Building Materials at Lucidity Even when using renewable resources like bamboo or upcycled materials for builds, there are still ecological impacts of festivals. Photo by Zac Cirivello

ZK: What are some of the environmental impact issues related to building a temporary community and how does this new project address them?

AH: Large music festivals inherently have many negative ecological impacts. The first way we’ll address this might be painfully obvious but important to state: not having large-scale events.

Events the size of Lucidity Festival leave a mark. Year after year, our event and others come back to the same place and are very intensive: heavy machinery, vehicles, digging holes for building, etc.

This type of activity leads to a changing ecosystem: compacted soils, erosion, and lack of biodiversity. As Live Oak is a county-owned facility, we are not able to participate in a holistic land management plan that could possibly mitigate some of the damage done by such large events.

The core vision is a wilderness education retreat hosting small-scale courses and gatherings. Everything we do will focus on keeping the long-term health of the land in mind.

We have a lot to learn from this nature sanctuary. It will be all about relation to place, and we begin with humility and listening to the land and preexisting community in the area.

ZK: What has the project taught you now that things are in motion?

AH: So far we have learned a bit about how to acquire a piece of land using a diversity of collaborators and investors. The motion of how things play out on the land has yet to begin, and it will be a long process of patiently letting synergy and flows emerge amongst several partners on the land.

It truly takes a village. Lucidity Festival and Lucid U could not acquire the land on its own and in fact we relied on a handful of investing partners to make it happen. At the end of the day, we are collectively learning how to work with other organizations to find a shared vision. Maybe the most important thing we’ve learned has been humility in listening and learning: from experts and pioneers, from past movements and their successes and failures.

We’ve learned a lot about creating incredible experiences for thousands of people at a time. Now we need to learn how to create that individualized magic in a totally natural setting, without relying on bass and lights and unsustainable energies.

ZK: Has working on this project inspired you to incorporate new teachings into the curriculum?

AH: Courses through Lucid University and other partners will definitely have a greater focus on forest ecology than other types of ecology. Again, allowing place to take priority. Bottom up listening, being and acting as opposed to a top down implementation of ideas and concepts.

Our first offering will be a weekend retreat with Dr. Nick from Essential Oil Wizardry. This is a perfect program to kick-off with as it embodies the natural advantages in the property. Participants will be able to walk through the hills and discover the natural medicine that already exists while learning about the alchemical process of essential oils.

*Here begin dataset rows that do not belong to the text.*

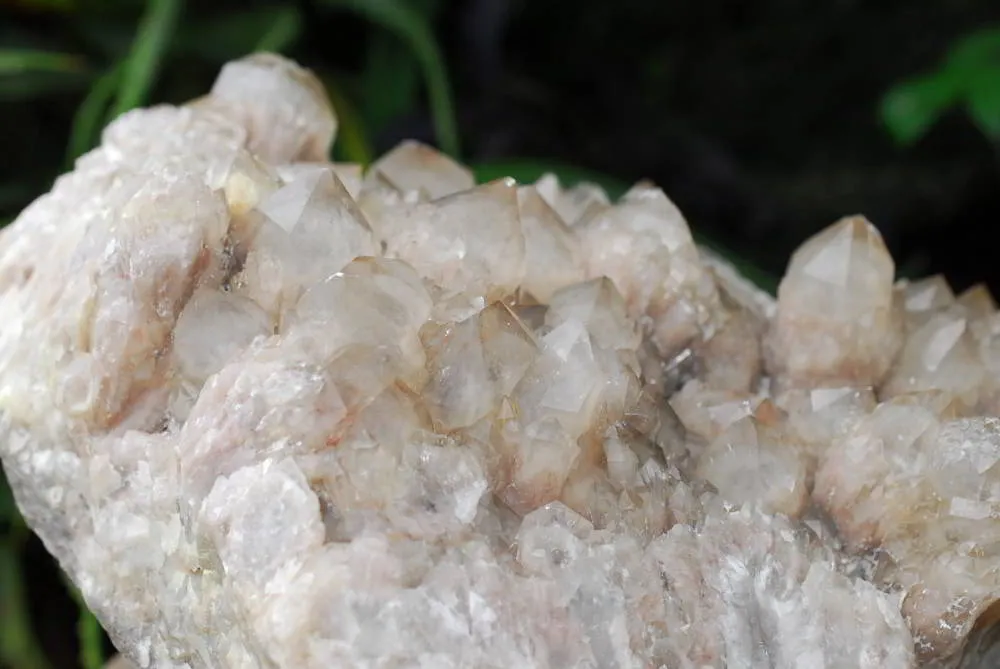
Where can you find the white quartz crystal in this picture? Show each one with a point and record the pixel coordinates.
(272, 411)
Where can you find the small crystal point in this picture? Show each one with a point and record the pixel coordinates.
(283, 106)
(838, 320)
(413, 166)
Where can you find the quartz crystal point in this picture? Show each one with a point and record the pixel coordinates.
(837, 322)
(644, 245)
(924, 493)
(270, 411)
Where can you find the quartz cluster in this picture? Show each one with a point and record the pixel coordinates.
(271, 411)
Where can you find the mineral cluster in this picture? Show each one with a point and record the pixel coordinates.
(270, 411)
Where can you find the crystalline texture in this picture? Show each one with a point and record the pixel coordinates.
(272, 411)
(836, 322)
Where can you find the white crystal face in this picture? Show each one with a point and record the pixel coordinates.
(272, 411)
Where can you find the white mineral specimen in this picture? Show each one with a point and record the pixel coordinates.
(271, 411)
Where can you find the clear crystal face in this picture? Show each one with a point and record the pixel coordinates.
(272, 411)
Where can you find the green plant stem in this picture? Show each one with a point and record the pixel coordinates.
(24, 61)
(148, 48)
(87, 122)
(88, 630)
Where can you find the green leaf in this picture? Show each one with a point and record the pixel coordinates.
(390, 81)
(399, 18)
(234, 34)
(148, 47)
(87, 122)
(28, 73)
(910, 109)
(983, 101)
(88, 630)
(28, 61)
(352, 139)
(18, 645)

As much as we’ve learned about what we want to incorporate, we’ve also learned about what we want to shelve. That’s why we’re focusing specifically on the Ecologyworks and Communityworks tracks.

Photo by Gaby Esensten

ZK: Who is Lucid University? How would you describe the kind of person that will come to learn at Lucid University?

AH: We’re definitely still learning about our audience and they’ll be learning more about us over the next few years. I think the kind of person that will come to learn here doesn’t feel like traditional education paths made sense for them. That they’re looking to get their hands dirty and not only sit in a classroom and write papers.

People are looking for a community, all of us are looking for our tribes, and Lucid University can be one more launching point for students to find their own personal niche.